What inspired you to write this book?

This was all quite a while ago, Ramon. 25 years ago — the 94–95 NBA season, so I must say I don’t entirely remember. I was a serious Seattle Sonics fan. I was also a new resident of Seattle. And I was hyperaware of the Rodney King video/uprising, Clarence THomas hearing, the OJ Simpson trial. They all seemed to have something to do with one another. And I couldn’t help feeling that the NBA and the Sonics in particular were a fun house mirror in which all the issues of America could be reflected in distortion and upside down. I wanted to write a book about all that.

Were you prepared for the mixed reviews?

Hmm. Any book that takes an idiosyncratic approach and is unusually honest is going to inevitably have some naysayers, it was published twenty years ago and is still in print, it was a finalist for the National Book Critics Circle Award and the PEN USA Award, and it’s widely viewed as being extremely influential and prophetic when it comes to writing about sports (and other matters) in a new, honest, self-reflexive way.

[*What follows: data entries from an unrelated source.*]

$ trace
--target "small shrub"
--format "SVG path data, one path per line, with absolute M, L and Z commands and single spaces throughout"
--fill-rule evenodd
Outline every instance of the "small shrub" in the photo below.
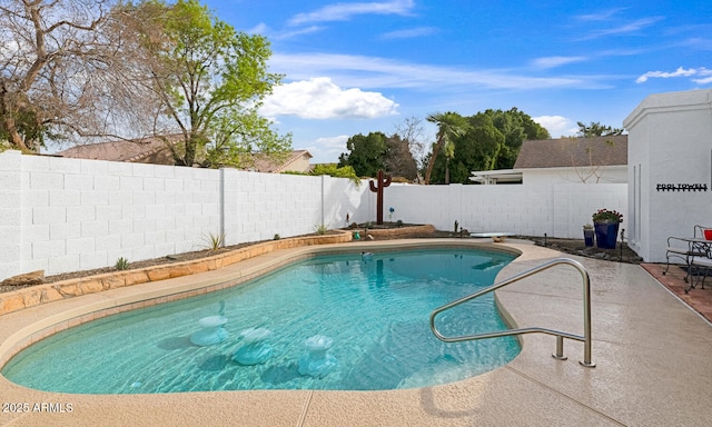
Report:
M 120 257 L 119 259 L 117 259 L 116 261 L 116 269 L 117 270 L 128 270 L 129 269 L 129 260 Z
M 314 231 L 315 231 L 317 235 L 326 235 L 326 232 L 327 232 L 328 230 L 329 230 L 329 229 L 328 229 L 328 227 L 326 227 L 326 225 L 325 225 L 325 224 L 318 224 L 318 225 L 314 226 Z
M 210 232 L 204 236 L 202 240 L 205 241 L 205 249 L 218 250 L 225 246 L 225 234 L 214 235 Z

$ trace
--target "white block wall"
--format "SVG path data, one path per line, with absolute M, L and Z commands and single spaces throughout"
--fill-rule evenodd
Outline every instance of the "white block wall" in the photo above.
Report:
M 583 225 L 601 208 L 615 209 L 625 220 L 627 185 L 393 187 L 384 205 L 395 209 L 394 220 L 432 224 L 441 230 L 453 230 L 457 220 L 471 232 L 578 239 Z
M 625 215 L 625 185 L 406 186 L 384 219 L 452 230 L 581 238 L 601 207 Z M 0 280 L 313 232 L 376 220 L 364 180 L 0 153 Z

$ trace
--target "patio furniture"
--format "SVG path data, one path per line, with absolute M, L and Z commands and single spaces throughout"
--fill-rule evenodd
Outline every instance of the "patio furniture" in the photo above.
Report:
M 704 279 L 706 279 L 708 275 L 710 274 L 710 268 L 712 268 L 712 259 L 710 259 L 709 257 L 692 257 L 690 259 L 690 270 L 692 270 L 694 268 L 695 271 L 695 276 L 698 277 L 698 282 L 700 282 L 702 286 L 701 288 L 704 289 Z M 700 279 L 701 272 L 704 271 L 704 275 L 702 276 L 702 279 Z M 691 272 L 688 272 L 688 276 L 690 276 Z M 685 294 L 688 294 L 690 291 L 690 289 L 694 289 L 696 287 L 695 280 L 694 278 L 690 281 L 690 286 L 688 286 L 688 288 L 685 289 Z
M 712 227 L 694 226 L 693 237 L 674 237 L 668 238 L 668 248 L 665 250 L 666 265 L 663 270 L 663 275 L 670 269 L 671 259 L 678 258 L 684 261 L 688 268 L 688 275 L 685 276 L 685 282 L 689 281 L 692 272 L 691 260 L 694 257 L 699 259 L 712 258 L 712 239 L 705 238 L 705 230 L 712 230 Z M 700 258 L 701 257 L 701 258 Z

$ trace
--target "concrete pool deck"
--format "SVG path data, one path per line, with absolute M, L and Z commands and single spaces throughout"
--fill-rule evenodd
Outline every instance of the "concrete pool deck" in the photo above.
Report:
M 459 246 L 473 240 L 387 240 L 284 249 L 196 276 L 27 308 L 0 316 L 0 358 L 7 359 L 28 339 L 90 319 L 98 311 L 142 307 L 154 304 L 147 300 L 166 300 L 176 291 L 220 286 L 313 251 L 378 250 L 404 244 Z M 478 245 L 522 252 L 500 272 L 498 280 L 563 257 L 515 239 Z M 522 337 L 522 352 L 506 366 L 448 385 L 406 390 L 71 395 L 37 391 L 0 378 L 0 425 L 708 426 L 712 419 L 710 324 L 640 266 L 566 257 L 582 262 L 591 275 L 595 368 L 578 365 L 582 342 L 565 340 L 568 359 L 555 360 L 551 357 L 555 338 L 537 334 Z M 518 327 L 583 331 L 582 280 L 570 266 L 548 269 L 496 295 Z M 69 368 L 81 360 L 56 363 Z M 112 363 L 110 357 L 107 363 Z M 18 404 L 27 404 L 29 411 L 13 410 Z

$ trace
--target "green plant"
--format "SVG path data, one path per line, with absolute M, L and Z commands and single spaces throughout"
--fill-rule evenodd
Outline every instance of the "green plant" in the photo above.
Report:
M 202 237 L 205 249 L 218 250 L 225 246 L 225 234 L 214 235 L 212 232 Z
M 116 261 L 116 269 L 117 270 L 128 270 L 129 269 L 129 260 L 120 257 L 119 259 L 117 259 Z
M 599 209 L 592 216 L 593 222 L 623 222 L 623 214 L 617 210 Z
M 316 226 L 314 226 L 314 231 L 317 235 L 326 235 L 326 232 L 328 231 L 328 227 L 326 227 L 325 224 L 317 224 Z

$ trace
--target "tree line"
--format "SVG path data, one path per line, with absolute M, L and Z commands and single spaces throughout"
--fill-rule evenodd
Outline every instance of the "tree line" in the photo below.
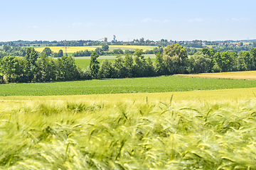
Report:
M 99 54 L 90 55 L 90 66 L 81 69 L 72 57 L 54 59 L 46 52 L 40 55 L 33 47 L 26 49 L 25 57 L 5 56 L 0 60 L 0 82 L 44 82 L 78 79 L 125 78 L 203 72 L 220 72 L 256 69 L 256 48 L 250 52 L 218 52 L 215 49 L 203 48 L 188 57 L 183 46 L 168 45 L 156 55 L 153 62 L 145 58 L 139 49 L 123 58 L 117 55 L 112 62 L 97 61 Z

What is the best way to approach an athlete?

Good question, Ramon. You may know better than I do, as you’ve written more directly about athletes than I have, I think. I’ve rarely written directly about athletes. When I have interviewed them in a formal context (Phil Jackson, Ichiro, et al.), I’ve rarely learned anything of any value. (They all know what they want to say and rarely veer away from them.) What I tend to do is depend upon my own resources — triple down on my own reaction and use that as a launching pad to get into all the messy issues of vicariousness, voyeurism, race, class, media, etc.

Do you see yourself writing another book that pertains sports athletes?

I’d be shocked if I ever wrote another book about sports. I’ve written more than twenty books now, and only a few of them deal with sports. However, I did recently finish a documentary film about Marshawn Lynch, called Lynch: A History, which is very loosely inspired by Black Planet. The Marshawn Lynch film, which is about Lynch’s use of silence as a form of protest, began as an attempt to adapt Black Planet into a film. I soon realized that I could get to all the issues I wanted to get to via Marshawn Lynch rather than Gary Payton (the key figure in Black Planet; both are from Oakland, interestingly enough).

What do you want readers to take away from the book?

What did I want readers to get from Black Planet? I still like how complicit the book is, and I think the value of the book is in teaching readers/fans to question their own complicity in the media-athletic complex.